Avverso l’indicato provvedimento, l’indagata, per il tramite del difensore di fiducia, ha proposto ricorso per cassazione, affidato a due motivi.
2.1. Con un primo motivo, denuncia la violazione dell’art. 606, comma 1, lett. b) e c), cod. proc. pen. in relazione agli artt. 321, 324, 649 cod. proc. pen. per avere il Tribunale erroneamente rigettato l’eccezione del giudicato cautelare, in relazione alla sottoposizione a sequestro preventivo per i medesimi fatti, sui medesimi beni e nei confronti del medesimo soggetto nell’ambito dello stesso procedimento penale.

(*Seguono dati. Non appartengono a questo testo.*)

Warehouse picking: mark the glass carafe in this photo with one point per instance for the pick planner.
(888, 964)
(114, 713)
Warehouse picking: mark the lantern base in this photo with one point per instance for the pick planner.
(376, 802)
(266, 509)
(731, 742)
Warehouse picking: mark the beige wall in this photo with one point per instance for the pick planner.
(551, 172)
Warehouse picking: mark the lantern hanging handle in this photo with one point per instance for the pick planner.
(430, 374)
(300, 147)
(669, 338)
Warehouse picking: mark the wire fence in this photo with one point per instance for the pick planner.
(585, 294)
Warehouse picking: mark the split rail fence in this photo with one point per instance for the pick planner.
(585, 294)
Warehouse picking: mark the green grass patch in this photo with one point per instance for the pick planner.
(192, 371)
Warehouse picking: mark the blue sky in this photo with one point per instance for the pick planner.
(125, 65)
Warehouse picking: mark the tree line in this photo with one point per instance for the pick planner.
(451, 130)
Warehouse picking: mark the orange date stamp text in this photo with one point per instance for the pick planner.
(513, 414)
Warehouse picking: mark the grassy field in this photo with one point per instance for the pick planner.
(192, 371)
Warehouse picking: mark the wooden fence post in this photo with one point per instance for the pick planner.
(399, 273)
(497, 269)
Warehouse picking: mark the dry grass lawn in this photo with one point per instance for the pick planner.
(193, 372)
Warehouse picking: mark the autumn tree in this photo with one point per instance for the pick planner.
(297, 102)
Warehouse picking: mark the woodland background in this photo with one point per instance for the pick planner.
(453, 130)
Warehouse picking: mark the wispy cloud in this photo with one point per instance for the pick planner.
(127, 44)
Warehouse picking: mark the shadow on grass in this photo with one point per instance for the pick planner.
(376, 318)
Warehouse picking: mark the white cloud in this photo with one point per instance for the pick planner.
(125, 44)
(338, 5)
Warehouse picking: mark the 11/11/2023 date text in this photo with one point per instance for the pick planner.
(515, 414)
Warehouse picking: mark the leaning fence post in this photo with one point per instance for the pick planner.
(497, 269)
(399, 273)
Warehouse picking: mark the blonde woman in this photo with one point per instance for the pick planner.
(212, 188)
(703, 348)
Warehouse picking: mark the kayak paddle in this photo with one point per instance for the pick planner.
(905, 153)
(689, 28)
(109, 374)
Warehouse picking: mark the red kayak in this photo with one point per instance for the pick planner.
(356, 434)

Espone il difensore che, con ordinanza del 10 ottobre 2024, il Tribunale di Potenza, in accoglimento dell’istanza di riesame proposta dall’indagata, aveva disposto l’annullamento del decreto di sequestro preventivo impugnato, con conseguente restituzione dei beni in sequestro all’avente diritto; nondimeno, il pubblico ministero, in data 17 ottobre 2024, prima del deposito della motivazione, aveva disposto il Sequestro preventivo d’urgenza sui medesimi beni, sequestro poi convalidato dal G.i.p. in data 24 ottobre 2024, senza individuare alcun elemento di novità rispetto al prevedente provvedimento poi annullato. Ad avviso del ricorrente, il Tribunale ha erroneamente rigettato l’eccezione sollevata dalla difesa, in quanto dal dispositivo dell’ordinanza non si evince che la ragione dell’annullamento sia di carattere formale e, in ogni caso, dalla motivazione successivamente depositata risulta che il vaglio svolto dal Tribunale ha riguardo il fumus commissi delicti e il periculum in mora. Corte di Cassazione – copia non ufficiale
2.2. Con un secondo motivo, eccepisce la violazione dell’art. 606, comma 1, lett. c), cod. proc. pen. in relazione agli artt. 309, comma 9, 324, comma 7, 125, comma 3, cod. proc. pen. avuto riguardo al requisito del periculum in mora. Rappresenta il difensore che, con il riesame, si era evidenziato: che il decreto di sequestro preventivo ribadisse il contenuto del precedente decreto annullato proprio per carenza di motivazione in ordine a tale requisito; che il pericolo di depauperamento di scontrava con l’evidenza per cui i beni e il denaro erano rimasti nella disponibilità degli indagati per circa cinque anni dai fatti; che la valutazione di dispersione delle garanzie patrimoniali, effettuata dal G.i.p., fosse del tutto ipotetica. Orbene, ad avviso del difensore il Tribunale ha indebitamente
colmato un vuoto motivazionale, ma in ogni caso, detta motivazione sarebbe apparente, in quanto disancorata dalla posizione processuale dell’indagata.
CONSIDERATO IN DIRITTO
Il ricorso è, nel complesso, infondato.
Il primo motivo è infondato.
2.1. Da quanto risulta dal provvedimento impugnato (p. 17 dell’ordinanza), la nuova ordinanza impositiva del vincolo cautelare è stata emessa quando ancora non era stata depositata la motivazione del precedente annullamento da parte del Tribunale del riesame.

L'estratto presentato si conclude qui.